Update: 2017-06-02 21:28 GMT
Mahatma Gandhi

Johannesburg: A new living museum has been opened in Durban to showcase Mahatma Gandhi’s role in freedom struggle of South Africa, and to reflect the heritage of the first Indian sugar plantation indentured labourers who arrived in the city in 1860.

The two-storey 1860 Heritage Centre is the culmination of many years of negotiation between the local Indian community and government authorities.

“We signed a Memorandum of Understanding in 2014 with the provincial government’s arts and culture ministry to run the place as a museum and heritage centre to showcase Indian history, but not in isolation, but a history that shows our intermingling and intertwining with the rest of the country,” said Satish Dhupelia, spokesman for the centre, who is also a great-grandson of Mahatma Gandhi.

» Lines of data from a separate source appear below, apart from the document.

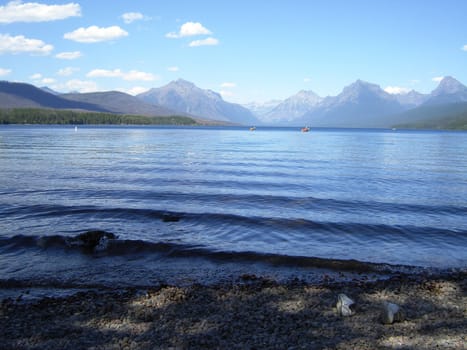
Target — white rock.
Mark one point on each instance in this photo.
(343, 305)
(391, 313)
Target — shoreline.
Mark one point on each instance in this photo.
(252, 311)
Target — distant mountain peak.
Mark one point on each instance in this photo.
(449, 85)
(185, 97)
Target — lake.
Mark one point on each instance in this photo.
(192, 202)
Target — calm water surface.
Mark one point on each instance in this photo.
(392, 197)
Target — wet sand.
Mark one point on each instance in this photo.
(251, 313)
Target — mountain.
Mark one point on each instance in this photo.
(49, 90)
(292, 108)
(412, 99)
(449, 90)
(360, 104)
(21, 95)
(185, 97)
(119, 102)
(261, 108)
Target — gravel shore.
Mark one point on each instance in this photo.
(252, 313)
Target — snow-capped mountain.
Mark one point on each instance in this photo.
(292, 108)
(185, 97)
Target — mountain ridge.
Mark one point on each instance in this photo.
(359, 104)
(185, 97)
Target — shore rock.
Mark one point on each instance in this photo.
(344, 304)
(391, 313)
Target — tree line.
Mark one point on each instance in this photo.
(52, 116)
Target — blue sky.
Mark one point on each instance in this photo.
(249, 50)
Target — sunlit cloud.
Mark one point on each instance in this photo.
(82, 86)
(136, 90)
(4, 72)
(38, 78)
(189, 29)
(396, 90)
(204, 42)
(118, 73)
(228, 85)
(68, 55)
(17, 11)
(20, 44)
(95, 34)
(66, 72)
(226, 93)
(131, 17)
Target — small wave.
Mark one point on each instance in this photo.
(120, 247)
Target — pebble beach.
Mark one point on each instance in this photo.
(252, 312)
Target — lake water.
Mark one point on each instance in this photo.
(191, 202)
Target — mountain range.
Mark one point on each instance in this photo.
(360, 104)
(185, 97)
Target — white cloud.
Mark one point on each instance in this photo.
(36, 76)
(81, 85)
(130, 17)
(39, 79)
(20, 44)
(48, 81)
(204, 42)
(67, 71)
(189, 29)
(395, 90)
(228, 85)
(4, 72)
(136, 90)
(118, 73)
(72, 55)
(95, 34)
(225, 93)
(17, 11)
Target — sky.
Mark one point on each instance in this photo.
(247, 50)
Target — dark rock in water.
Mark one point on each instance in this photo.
(170, 218)
(92, 240)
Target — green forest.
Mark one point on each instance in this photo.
(51, 116)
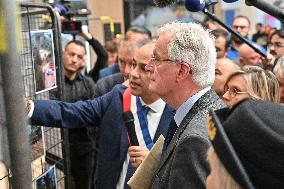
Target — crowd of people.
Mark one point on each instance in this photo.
(173, 84)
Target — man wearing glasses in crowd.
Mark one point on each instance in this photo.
(241, 24)
(181, 73)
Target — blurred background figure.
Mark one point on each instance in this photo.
(223, 69)
(222, 42)
(247, 56)
(138, 33)
(276, 46)
(112, 51)
(252, 82)
(259, 34)
(241, 24)
(279, 73)
(247, 146)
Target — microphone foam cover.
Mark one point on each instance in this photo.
(230, 1)
(195, 5)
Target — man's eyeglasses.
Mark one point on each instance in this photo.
(241, 27)
(233, 92)
(158, 62)
(277, 45)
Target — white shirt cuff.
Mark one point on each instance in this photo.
(30, 114)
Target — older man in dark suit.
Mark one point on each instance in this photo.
(181, 73)
(114, 163)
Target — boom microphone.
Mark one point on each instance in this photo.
(130, 128)
(268, 8)
(264, 6)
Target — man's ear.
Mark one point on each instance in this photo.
(184, 71)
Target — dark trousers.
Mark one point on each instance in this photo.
(82, 164)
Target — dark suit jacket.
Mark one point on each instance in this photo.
(106, 112)
(184, 163)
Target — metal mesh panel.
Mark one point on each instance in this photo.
(47, 143)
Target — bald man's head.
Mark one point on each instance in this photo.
(223, 69)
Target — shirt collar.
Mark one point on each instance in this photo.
(187, 105)
(157, 106)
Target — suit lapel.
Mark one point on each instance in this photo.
(164, 122)
(200, 104)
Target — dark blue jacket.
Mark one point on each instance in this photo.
(106, 112)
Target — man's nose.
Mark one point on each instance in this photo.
(149, 67)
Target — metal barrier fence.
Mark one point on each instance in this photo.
(41, 70)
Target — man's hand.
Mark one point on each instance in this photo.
(137, 155)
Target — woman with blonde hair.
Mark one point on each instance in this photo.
(247, 149)
(251, 82)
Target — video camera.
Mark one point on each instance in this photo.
(73, 18)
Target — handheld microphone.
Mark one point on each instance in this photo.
(130, 128)
(268, 8)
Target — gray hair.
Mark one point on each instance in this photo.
(194, 45)
(279, 67)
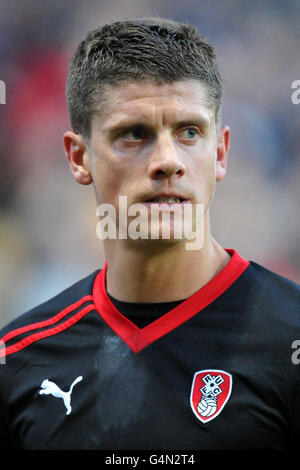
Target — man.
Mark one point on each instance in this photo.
(166, 347)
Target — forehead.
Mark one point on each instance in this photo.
(149, 101)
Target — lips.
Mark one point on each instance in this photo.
(166, 199)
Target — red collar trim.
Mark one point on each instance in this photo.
(137, 338)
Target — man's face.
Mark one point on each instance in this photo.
(151, 141)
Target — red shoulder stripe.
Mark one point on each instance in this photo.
(44, 334)
(49, 321)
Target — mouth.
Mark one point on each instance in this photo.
(166, 199)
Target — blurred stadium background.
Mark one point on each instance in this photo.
(48, 222)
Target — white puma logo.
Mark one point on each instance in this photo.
(50, 388)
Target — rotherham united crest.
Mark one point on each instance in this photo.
(210, 392)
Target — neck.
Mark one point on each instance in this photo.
(137, 273)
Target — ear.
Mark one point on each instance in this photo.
(76, 151)
(223, 145)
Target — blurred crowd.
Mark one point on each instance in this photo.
(48, 222)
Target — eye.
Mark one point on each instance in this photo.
(190, 133)
(135, 134)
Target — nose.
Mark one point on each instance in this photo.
(165, 161)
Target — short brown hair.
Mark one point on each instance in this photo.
(156, 49)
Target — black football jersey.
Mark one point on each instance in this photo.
(215, 371)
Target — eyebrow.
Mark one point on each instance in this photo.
(134, 121)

“We did not live in isolation in this country, we lived among other race groups and other cultures. In terms of social cohesion, it is very important to showcase how Indians worked with other race groups to build South Africa,” Mr Dhupelia said.

Mr Dhupelia recalled how late veteran Indian freedom fighter Ahmed Kathrada went to a university to give a talk and found that senior Indian students did not know that Indians had been incarcerated on Robben Island alongside Nelson Mandela as political prisoners for decades.

“So, we decided that when we started off the museum, we would pay respects to the indentured labourers who came here from 1860 onwards and showcase their history, but will also have revolving exhibitions which would include the (Indian) people who worked alongside Mandela in the struggle, many of whom are not even known by South African Indian children today.”

Mr Dhupelia said that there would also be an exhibition on the close relationship that Manilal Gandhi, the son that the Mahatma left behind in South Africa to look after the projects he had started there.

A permanent exhibition titled Mandela-Gandhi-Luthuli highlights the work done by these three great leaders in fighting discrimination in South Africa.

The centre will not only look at the political history of the South African Indian community, but also display artefacts from a century ago, like the household implements and clothing used by the early settlers, donated by their descendants.

Projects for the immediate future include showcasing the role of the Indian community in non-racial sport in the white minority government era, when race groups were debarred from playing against each other under draconian apartheid laws.

“A replica of Nelson Mandela’s cell on Robben island is also on display, and surprisingly, many people don’t know that the same cell was occupied at other stages by (Indian) struggle heroes like Ahmed Gatorade and Billy Naidoo during the time they were on the island,” Dhupelia said.

The centre will also have a library and archive for students to learn about Indian culture which has survived and adapted to local circumstances more than 156 years later among the 1.4 million South Africans of Indian-origin.